Part 1: Explicit mapping

Part 1: Explicit Mapping

Start an Elasticsearch Docker container

Docker containers are really convenient for this.

Get a recent Elasticsearch Docker container:

docker pull docker.elastic.co/elasticsearch/elasticsearch:6.2.1
6.2.1: Pulling from elasticsearch/elasticsearch
Digest: sha256:cc5fe435b81c0b586363ca33573e802a060468ae93a6cb4702caa1e336f4d1c3
Status: Image is up to date for docker.elastic.co/elasticsearch/elasticsearch:6.2.1

Run ES, exposing port 9200 for queries:

docker run --name es -d -p 9200:9200 -p 9300:9300 -e "discovery.type=single-node" docker.elastic.co/elasticsearch/elasticsearch:6.2.1
0ea334fdb6e7f4d9542a2f6768290c0743fbf464eef390328aeb99fd065bf041

Query the container to test aliveness:

curl localhost:9200
{
  "name" : "5G3WnUv",
  "cluster_name" : "docker-cluster",
  "cluster_uuid" : "gwX4DRPSStiP38PBzqiJ_Q",
  "version" : {
    "number" : "6.2.1",
    "build_hash" : "7299dc3",
    "build_date" : "2018-02-07T19:34:26.990113Z",
    "build_snapshot" : false,
    "lucene_version" : "7.2.1",
    "minimum_wire_compatibility_version" : "5.6.0",
    "minimum_index_compatibility_version" : "5.0.0"
  },
  "tagline" : "You Know, for Search"
}

Dynamic mapping example

Create a new index

Dynamic mapping is great for exploratory work. You don’t need to plan your data structure, just index it and query away.

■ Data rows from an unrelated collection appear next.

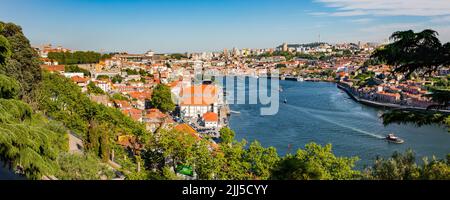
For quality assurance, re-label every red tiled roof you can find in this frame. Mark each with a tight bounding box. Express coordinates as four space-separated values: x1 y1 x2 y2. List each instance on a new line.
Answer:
175 124 201 140
180 85 218 106
41 65 65 72
203 112 219 122
71 76 89 83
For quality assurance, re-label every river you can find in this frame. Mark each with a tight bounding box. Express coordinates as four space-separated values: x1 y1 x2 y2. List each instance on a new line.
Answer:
230 78 450 168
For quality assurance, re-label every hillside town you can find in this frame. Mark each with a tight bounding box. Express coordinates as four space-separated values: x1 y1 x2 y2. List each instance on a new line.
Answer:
36 43 450 145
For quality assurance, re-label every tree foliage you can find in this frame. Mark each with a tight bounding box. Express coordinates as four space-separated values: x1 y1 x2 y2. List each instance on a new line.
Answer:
372 29 450 77
0 21 41 99
48 51 111 65
363 150 450 180
271 143 359 180
0 74 20 99
87 81 105 95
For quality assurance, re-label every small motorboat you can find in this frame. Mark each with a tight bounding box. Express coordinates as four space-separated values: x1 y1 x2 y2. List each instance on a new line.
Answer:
386 134 405 144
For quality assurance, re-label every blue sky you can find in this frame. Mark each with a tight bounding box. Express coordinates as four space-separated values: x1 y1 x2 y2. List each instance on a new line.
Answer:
0 0 450 53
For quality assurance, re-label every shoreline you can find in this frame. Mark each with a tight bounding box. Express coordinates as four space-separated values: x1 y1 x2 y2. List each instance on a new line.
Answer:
336 82 450 113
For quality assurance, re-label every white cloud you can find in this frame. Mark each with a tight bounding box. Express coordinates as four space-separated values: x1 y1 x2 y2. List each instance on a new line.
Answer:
316 0 450 16
350 18 373 24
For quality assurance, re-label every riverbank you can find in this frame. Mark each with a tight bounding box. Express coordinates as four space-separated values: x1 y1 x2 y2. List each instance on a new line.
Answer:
229 80 450 169
337 83 450 113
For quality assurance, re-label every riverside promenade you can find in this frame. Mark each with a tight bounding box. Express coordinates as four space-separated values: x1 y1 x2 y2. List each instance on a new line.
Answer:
337 83 450 113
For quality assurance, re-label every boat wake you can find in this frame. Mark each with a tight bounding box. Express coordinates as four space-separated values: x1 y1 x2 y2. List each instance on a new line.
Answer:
287 105 384 139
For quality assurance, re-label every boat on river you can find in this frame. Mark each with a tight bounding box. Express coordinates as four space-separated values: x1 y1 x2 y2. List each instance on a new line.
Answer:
386 133 405 144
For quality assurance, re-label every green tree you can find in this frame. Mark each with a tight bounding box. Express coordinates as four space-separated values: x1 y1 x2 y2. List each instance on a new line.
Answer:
244 141 280 180
372 29 450 77
217 140 254 180
364 150 420 180
151 84 175 112
271 143 359 180
191 140 223 180
0 21 42 97
87 82 105 94
0 24 11 65
0 74 20 99
55 153 114 180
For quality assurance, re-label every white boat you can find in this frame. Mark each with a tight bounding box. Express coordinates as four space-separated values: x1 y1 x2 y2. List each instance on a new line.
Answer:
386 133 405 144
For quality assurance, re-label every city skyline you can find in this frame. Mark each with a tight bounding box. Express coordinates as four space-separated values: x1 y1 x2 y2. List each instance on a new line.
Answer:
0 0 450 53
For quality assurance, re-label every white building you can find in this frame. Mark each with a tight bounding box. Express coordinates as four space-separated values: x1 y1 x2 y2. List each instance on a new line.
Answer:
180 85 219 118
202 112 219 128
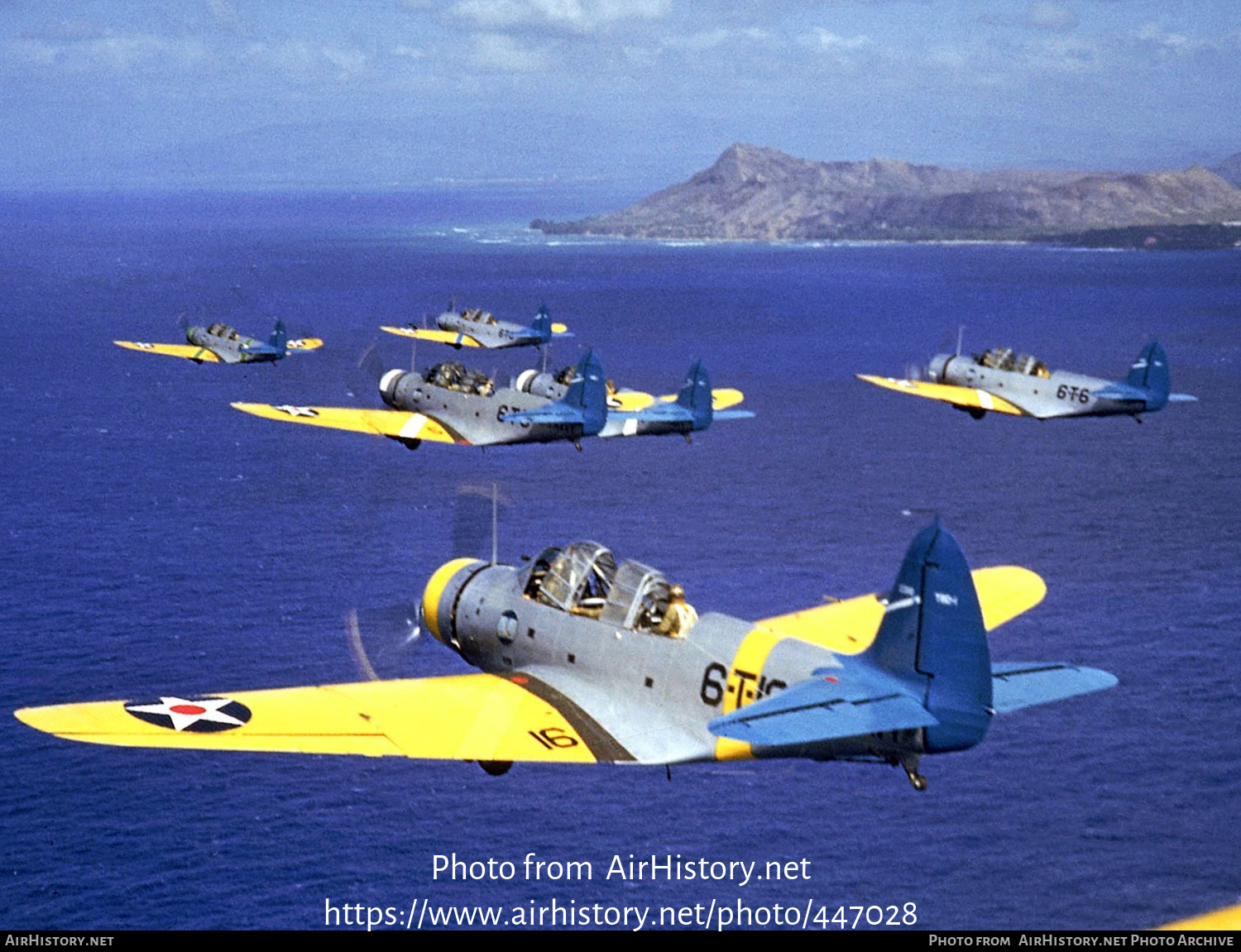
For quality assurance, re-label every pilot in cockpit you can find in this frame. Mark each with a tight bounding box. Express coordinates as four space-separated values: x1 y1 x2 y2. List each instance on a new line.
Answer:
655 585 697 638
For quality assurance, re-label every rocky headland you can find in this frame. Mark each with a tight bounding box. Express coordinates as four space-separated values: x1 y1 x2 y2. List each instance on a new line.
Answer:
531 144 1241 247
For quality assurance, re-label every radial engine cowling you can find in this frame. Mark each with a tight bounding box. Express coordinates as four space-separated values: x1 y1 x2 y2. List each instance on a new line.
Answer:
516 370 568 399
380 369 410 407
422 558 486 652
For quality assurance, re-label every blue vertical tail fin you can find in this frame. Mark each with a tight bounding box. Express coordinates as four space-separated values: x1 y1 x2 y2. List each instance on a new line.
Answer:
1124 340 1172 409
267 318 290 352
561 349 608 437
866 519 992 753
677 360 712 431
530 304 551 344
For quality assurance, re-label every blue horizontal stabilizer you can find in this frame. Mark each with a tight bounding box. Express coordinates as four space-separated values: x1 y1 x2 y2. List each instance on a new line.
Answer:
707 677 938 747
992 662 1117 714
1094 384 1151 404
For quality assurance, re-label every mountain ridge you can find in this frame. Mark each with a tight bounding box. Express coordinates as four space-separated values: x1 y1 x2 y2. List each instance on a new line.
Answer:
531 143 1241 241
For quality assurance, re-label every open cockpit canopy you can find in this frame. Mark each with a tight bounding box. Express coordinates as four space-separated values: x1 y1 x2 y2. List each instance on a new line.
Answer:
523 543 669 632
975 347 1052 377
424 360 496 397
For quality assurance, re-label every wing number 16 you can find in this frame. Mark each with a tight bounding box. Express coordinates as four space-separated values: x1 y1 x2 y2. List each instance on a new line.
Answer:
526 727 577 751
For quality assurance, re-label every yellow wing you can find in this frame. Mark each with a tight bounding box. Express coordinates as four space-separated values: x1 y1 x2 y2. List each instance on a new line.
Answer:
285 337 323 352
112 340 222 364
232 404 469 446
756 565 1047 654
1156 905 1241 932
854 374 1029 417
608 387 746 412
380 328 483 347
15 674 620 763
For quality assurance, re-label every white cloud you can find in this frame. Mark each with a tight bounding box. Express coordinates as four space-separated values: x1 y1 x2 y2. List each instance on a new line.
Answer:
472 34 549 74
802 26 871 52
449 0 672 34
1025 0 1077 34
9 30 208 74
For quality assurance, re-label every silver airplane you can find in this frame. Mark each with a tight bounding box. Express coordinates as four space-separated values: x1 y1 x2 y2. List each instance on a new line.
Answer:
112 320 323 364
17 520 1116 789
232 350 754 449
381 304 573 350
856 342 1196 422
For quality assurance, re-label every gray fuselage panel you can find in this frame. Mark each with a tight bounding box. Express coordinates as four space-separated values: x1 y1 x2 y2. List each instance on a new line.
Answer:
931 354 1146 419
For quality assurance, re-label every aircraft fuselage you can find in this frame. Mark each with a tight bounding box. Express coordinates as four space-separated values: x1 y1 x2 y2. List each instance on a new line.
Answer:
436 310 541 349
185 324 285 364
928 354 1147 419
424 560 925 763
380 371 582 446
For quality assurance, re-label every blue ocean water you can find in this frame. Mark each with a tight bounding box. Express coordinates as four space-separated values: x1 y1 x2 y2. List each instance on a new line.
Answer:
0 186 1241 928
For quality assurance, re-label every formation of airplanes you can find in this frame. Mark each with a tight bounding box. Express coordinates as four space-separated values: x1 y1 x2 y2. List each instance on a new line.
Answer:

Create an imaginatively-named new index:

curl -XPUT http://localhost:9200/new_index?pretty -H "content-type: application/json" -d @- <<EOF
{}
EOF
{
  "acknowledged" : true,
  "shards_acknowledged" : true,
  "index" : "new_index"
}

Add three initial documents

Add three documents into the index, each with a different structure but some overlapping keys:

curl -XPUT http://localhost:9200/new_index/_doc/001 -H "content-type: application/json" -d @- <<EOF
{
  "user": "thecambian",
  "when": "yesterday",
  "message": "trying out Elasticsearch's essential stuff",
  "source": "elasticsearch documentation"
}
EOF

echo

curl -XPUT http://localhost:9200/new_index/_doc/002 -H "content-type: application/json" -d @- <<EOF
{
  "when": "2017-01-01T12:00:33Z",
  "url": "https://www.google.com/search?q=elasticsearch",
  "source_ip": "127.0.0.1"
}
EOF

echo

curl -XPUT http://localhost:9200/new_index/_doc/003 -H "content-type: application/json" -d @- <<EOF
{
  "start": "2017-02-01T14:41:23Z",
  "author": "cambium",
  "article": {
    "topic": "great features for elasticsearch",
    "tags": [ "elasticsearch", "databases", "technology" ]
  }
}
EOF
{"_index":"new_index","_type":"_doc","_id":"001","_version":1,"result":"created","_shards":{"total":2,"successful":1,"failed":0},"_seq_no":0,"_primary_term":1}
{"_index":"new_index","_type":"_doc","_id":"002","_version":1,"result":"created","_shards":{"total":2,"successful":1,"failed":0},"_seq_no":1,"_primary_term":1}
{"_index":"new_index","_type":"_doc","_id":"003","_version":1,"result":"created","_shards":{"total":2,"successful":1,"failed":0},"_seq_no":0,"_primary_term":1}

Query the new index

Run a quick search for elastic* on these new data, using JQ to filter the result down to just the hits count:

curl 'http://localhost:9200/new_index/_search?q=elastic*' | jq .hits.total
3

All three documents match!

Dynamic mapping problems

Not all datatypes are dynamically mapped

How did Elasticsearch map the source_ip field?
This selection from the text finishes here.